Numerous breeds of dogs exist, some well-known and others only in limited areas and circles. Some breeds are considered specialized dog breeds, whether due to the job they perform or the label they are given.
Most dogs originally had a specific purpose, such as hunting or herding, and even though many continue in those roles, the vast majority of dogs today (especially in the United States and Europe) are companion animals, residing in the homes and hearts of their human friends and caregivers.
Service and working breeds
Specialized dog breeds may have a purpose outside of being good companions; some breeds, particularly those of the working dog lineage, continue to serve people in a variety of ways, such as assistance animals for the disabled, guide dogs for the blind, and herding livestock for farmers. Working breeds include Samoyed, Alaskan Malamutes, and Siberian Huskies, dogs that are not only companion animals, but are also used for hauling materials over snow for long distances. The art of sled dog racing is a sport in which these dogs excel. Working breeds also cover large white dogs, to include the Kuvasz and Great Pyrenees, that continue their heritage of guarding livestock. Mountain dogs from Switzerland, like the Bernese Mountain Dog and the Greater Swiss Mountain Dog, are also considered working dogs; they were used for tasks such as hauling, driving, and herding.
Small breeds can serve, too
Not to be outdone by their larger counterparts, small dog breeds can also serve a variety of purposes. Although they may not be able to haul hundreds of pounds like the sled or mountain dog breeds, some small dog breeds, to include the Russell terrier (which was originally used on farms as a vermin-killer) have been trained to help alert deaf people to doorbells, telephones and other noises. Yorkshire Terrier, the Bichon Frise, Pug and other small breeds have been known to make excellent pet therapy dogs. The Papillon, once known as a dog of the royal French court, is sometimes used as a seizure alert dog. Another benefit of small dogs: they make great pets for people who live in apartments.
What kind of dog is that?
Both small and large dog breeds have become “designer dogs.” These result from breeding two purebred types of dogs and generating a hybrid, or mix. People who breed together such dogs as pugs and beagles to create a “puggle” are often looking to attain the positive qualities of each breed. However, at times genetic problems result.

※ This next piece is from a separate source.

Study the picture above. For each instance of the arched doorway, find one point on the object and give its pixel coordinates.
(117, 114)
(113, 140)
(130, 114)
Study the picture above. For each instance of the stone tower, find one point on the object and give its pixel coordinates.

Endless combinations result from cross-breeding and developing designer dogs. The Chug, for example, is a cross between a Chihuahua and a Pug, and a Cavachon comes from mating a Cavalier King Charles Spaniel with a Bichon Frise. These and many other designer dog breeds make good apartment dogs because of their small size.
Some good can and has resulted from designer dogs. For example, breeding Labrador retrievers with poodles creates the Labradoodle, and an Old English Sheep Dog with a Poodle makes a Sheepadoodle, both people-friendly breeds that are good for allergy sufferers.
No sneeze, please!
Other dog breeds that are best for those who suffer from allergies include the Bichon Frise, the Chinese Crested (or Hairless) dog, the Standard Poodle, and the Portuguese Water Dog, which is considered a working dog breed. These dogs are usually best for people who suffer from allergies because these dogs don’t have much dander, and their fur doesn’t shed as much as other dog breeds.
Poodles are not only good for allergy sufferers but are also one of the most popular dog breeds, particularly for families. Every year, the American Kennel Club (AKC) ranks the 10 most popular dog breeds according to the organization’s registration statistics. For more than a decade, the Labrador retriever has held the #1 spot; German shepherds come in second, and the poodle often ranks in the top five. All three of these breeds make the grade as best dogs for families.
Labradors and poodles may also be popular and strong family pets because they enjoy the water, just like most children! Both breeds were originally water dogs, with the lab retrieving waterfowl, a role this breed still plays, and the poodle originally helping German boaters and waterfowl hunters as well. Though poodles may still enjoy swimming, their role as companion animal has taken over that of working and sporting dog.
Who is the smartest?
Poodles are on the A list for intelligence as well, often placing in the top 10 smartest dog breeds. Included in this list, and usually ranked at #1 is the Border Collie, an active dog that requires a job such as herding sheep or participating in agility competitions, in which the breed excels. Papillons are also considered smart dogs, and their small size makes these energetic dogs good apartment-dwellers.
Bully breeds… or not?
Although popular and smart dogs, German shepherds are considered by some as a “bully” or dangerous dog breed. Doberman Pinschers are also intelligent dogs but, like German Shepherds, considered by some as a dangerous dog breed as are Rottweilers. These three breeds are also ranked among some of the best guard dogs, protecting people and property due to their loyalty to their owners. Because of this “dangerous dog” label, many of these breeds are restricted or even banned from some communities.
Other large dogs, such as Great Danes and Boxers are sometimes considered bully breeds despite their popularity as family pets. Boxers, for example, often rank in the top 10 most popular dog breeds yet also may be listed on home insurance’s “black list.”
Specialized dog breeds often make great companions, even those considered dangerous if treated with the proper attention, respect and care.